Asymptotically Optimal Sequential Testing with Markovian Data
Alhad Sethi, Kavali Sofia Sagar, Shubhada Agrawal, Debabrota Basu, P. N. Karthik
TL;DR
The paper introduces a rigorously developed framework for one-sided sequential hypothesis testing with Markovian data under composite null and composite alternative hypotheses. It establishes a non-asymptotic, instance-dependent lower bound on the stopping time that scales with $\log(1/α)$ divided by the stationary-weighted KL divergence $D_{\mathcal{M}}^{\inf}(Q, 𝒫)$, and provides an asymptotically optimal test that attains this bound to first order as $α\to 0$. Central technical tools include a Pinsker-type inequality for Markov divergences via the Poisson equation and uniform control of Poisson solutions, enabling sharp finite-sample guarantees. The framework is demonstrated through applications to MCMC misspecification detection and to testing linearity in MDPs, illustrating both theoretical sharpness and practical applicability. The work thus yields a sharp, general characterization of optimal sequential testing procedures under Markovian dependence and opens avenues for extension to broader dependence models and non-convex hypothesis classes.
Abstract
We study one-sided and $α$-correct sequential hypothesis testing for data generated by an ergodic Markov chain. The null hypothesis is that the unknown transition matrix belongs to a prescribed set $P$ of stochastic matrices, and the alternative corresponds to a disjoint set $Q$. We establish a tight non-asymptotic instance-dependent lower bound on the expected stopping time of any valid sequential test under the alternative.

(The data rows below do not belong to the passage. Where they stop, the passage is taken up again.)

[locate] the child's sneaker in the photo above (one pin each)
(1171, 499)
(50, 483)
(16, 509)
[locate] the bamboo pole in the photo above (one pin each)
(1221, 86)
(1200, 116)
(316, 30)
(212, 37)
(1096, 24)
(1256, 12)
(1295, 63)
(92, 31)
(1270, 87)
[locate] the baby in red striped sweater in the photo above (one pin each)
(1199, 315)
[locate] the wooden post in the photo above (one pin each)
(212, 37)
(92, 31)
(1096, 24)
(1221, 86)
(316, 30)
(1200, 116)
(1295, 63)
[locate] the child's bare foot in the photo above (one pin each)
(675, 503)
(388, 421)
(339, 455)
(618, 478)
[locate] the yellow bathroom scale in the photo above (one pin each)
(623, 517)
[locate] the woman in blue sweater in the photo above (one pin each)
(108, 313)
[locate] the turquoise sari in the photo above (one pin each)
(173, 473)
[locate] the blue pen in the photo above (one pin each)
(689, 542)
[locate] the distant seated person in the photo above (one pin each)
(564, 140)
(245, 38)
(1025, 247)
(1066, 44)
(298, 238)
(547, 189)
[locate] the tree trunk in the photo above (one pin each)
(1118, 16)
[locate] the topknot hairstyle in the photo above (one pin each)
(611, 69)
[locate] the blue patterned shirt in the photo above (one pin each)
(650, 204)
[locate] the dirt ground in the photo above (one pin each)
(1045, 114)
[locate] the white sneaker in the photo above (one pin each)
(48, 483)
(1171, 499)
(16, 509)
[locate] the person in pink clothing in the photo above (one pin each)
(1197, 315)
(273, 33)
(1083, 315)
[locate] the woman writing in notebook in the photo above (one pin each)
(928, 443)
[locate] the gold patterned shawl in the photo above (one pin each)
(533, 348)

Our novel analysis improves the existing lower bounds, which are either asymptotic or provably sub-optimal in this setting. Our lower bound incorporates both the stationary distribution and the transition structure induced by the unknown Markov chain. We further propose an optimal test whose expected stopping time matches this lower bound asymptotically as $α\to 0$. We illustrate the usefulness of our framework through applications to sequential detection of model misspecification in Markov Chain Monte Carlo and to testing structural properties, such as the linearity of transition dynamics, in Markov decision processes. Our findings yield a sharp and general characterization of optimal sequential testing procedures under Markovian dependence.